16 Want zoals gij hebt gedronken op mijn heilige berg, Zullen alle volken drinken voor immer; Ze zullen drinken en slurpen, En worden, als waren ze nooit geweest!
For just as you have drunk on [the] mountain of holiness my they will drink all the nations continually and they will drink and they will swallow and they will be like not they had been.
17 Maar op de Sionsberg zal redding zijn, Hij zal heilig wezen; Het huis van Jakob zal zijn vroeger bezit Weer vermeesteren!
And on [the] mountain of Zion it will be deliverance and it will be a holy place and they will take possession of [the] house Jacob possessions their.
18 Dan wordt het huis van Jakob een vuur, dat van Josef een vlam, Het huis van Edom tot kaf, verbrand en verteerd, En niemand blijft over in Esau’s huis: Waarachtig, Jahweh heeft het gezegd!
And it will be [the] house of Jacob a fire and [the] house of Joseph [will be] a flame and [the] house of Esau [will become] stubble and they will burn them and they will consume them and not he will belong a survivor to [the] house of Esau for Yahweh he has spoken.

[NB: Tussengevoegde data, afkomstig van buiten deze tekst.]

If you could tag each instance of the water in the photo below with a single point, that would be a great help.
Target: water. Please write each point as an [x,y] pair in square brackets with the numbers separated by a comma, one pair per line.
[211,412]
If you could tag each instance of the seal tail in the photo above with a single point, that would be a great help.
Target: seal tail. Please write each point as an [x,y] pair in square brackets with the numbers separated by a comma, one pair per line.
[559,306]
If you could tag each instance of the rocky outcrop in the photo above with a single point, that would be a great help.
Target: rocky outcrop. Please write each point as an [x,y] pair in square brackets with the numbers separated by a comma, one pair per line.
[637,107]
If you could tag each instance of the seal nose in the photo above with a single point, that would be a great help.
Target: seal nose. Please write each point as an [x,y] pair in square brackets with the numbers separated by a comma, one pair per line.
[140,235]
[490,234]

19 De Négeb zal Esau’s gebergte bezetten, De Sjefela de Filistijnen, Efraïm de velden van Samaria, En Benjamin Gilad!
And they will take possession of the Negev [the] mountain of Esau and the Shephelah Philistines and they will take possession of [the] region of Ephraim and [the] region of Samaria and Benjamin Gilead.
20 De ballingen van Chalach, de zonen van Israël, Zullen de Kanaänieten bezitten tot Sárefat toe; De ballingen van Jerusalem in Sefarad De steden van het Zuidland.

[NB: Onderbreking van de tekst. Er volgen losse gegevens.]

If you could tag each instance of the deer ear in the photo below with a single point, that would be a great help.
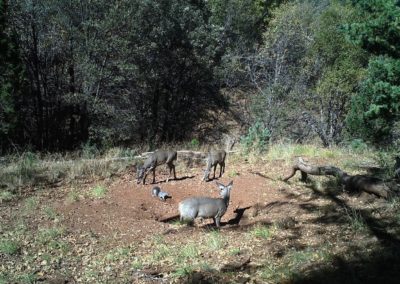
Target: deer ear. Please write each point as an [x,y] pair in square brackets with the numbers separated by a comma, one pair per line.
[220,185]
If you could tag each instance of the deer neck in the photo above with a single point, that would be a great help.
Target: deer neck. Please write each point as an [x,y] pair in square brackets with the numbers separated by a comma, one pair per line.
[226,199]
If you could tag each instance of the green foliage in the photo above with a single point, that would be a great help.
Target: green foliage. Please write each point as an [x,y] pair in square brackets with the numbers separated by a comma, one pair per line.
[195,143]
[98,192]
[6,195]
[9,247]
[358,145]
[261,231]
[11,80]
[215,241]
[257,138]
[376,107]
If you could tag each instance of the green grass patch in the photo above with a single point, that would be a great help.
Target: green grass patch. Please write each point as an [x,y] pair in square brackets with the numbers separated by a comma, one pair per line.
[73,196]
[47,235]
[183,271]
[214,240]
[356,221]
[50,213]
[261,231]
[6,196]
[98,192]
[189,251]
[160,252]
[31,203]
[9,247]
[235,251]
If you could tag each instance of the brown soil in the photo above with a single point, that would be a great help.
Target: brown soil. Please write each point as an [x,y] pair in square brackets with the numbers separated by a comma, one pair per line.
[129,212]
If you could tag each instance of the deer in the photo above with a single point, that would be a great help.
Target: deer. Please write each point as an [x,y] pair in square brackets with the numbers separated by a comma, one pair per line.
[157,158]
[214,158]
[206,207]
[157,192]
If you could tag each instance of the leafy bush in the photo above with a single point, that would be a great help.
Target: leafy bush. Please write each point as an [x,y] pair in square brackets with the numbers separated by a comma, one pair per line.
[194,143]
[9,247]
[98,191]
[358,145]
[257,138]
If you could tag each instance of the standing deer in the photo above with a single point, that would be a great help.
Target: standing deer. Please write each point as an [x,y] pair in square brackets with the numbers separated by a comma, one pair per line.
[159,157]
[214,158]
[206,207]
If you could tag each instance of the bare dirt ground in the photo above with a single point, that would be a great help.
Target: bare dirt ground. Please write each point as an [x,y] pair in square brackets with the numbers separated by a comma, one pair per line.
[131,211]
[273,232]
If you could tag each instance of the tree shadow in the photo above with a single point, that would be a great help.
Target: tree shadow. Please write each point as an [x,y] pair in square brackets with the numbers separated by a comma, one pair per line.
[377,264]
[177,179]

And [the] exile[s] of the fortress this of [the] people of Israel who [will be] Canaanites to Zarephath and [the] exile[s] of Jerusalem who [are] in Sepharad they will take possession of [the] cities of the Negev.
21 Dan zullen zij, die zijn verlost, De berg Sion bestijgen, Om het gebergte van Esau te richten: En de heerschappij zal aan Jahweh zijn!
And they will go up deliverers on [the] mountain of Zion to rule [the] mountain of Esau and it will belong to Yahweh the kingship.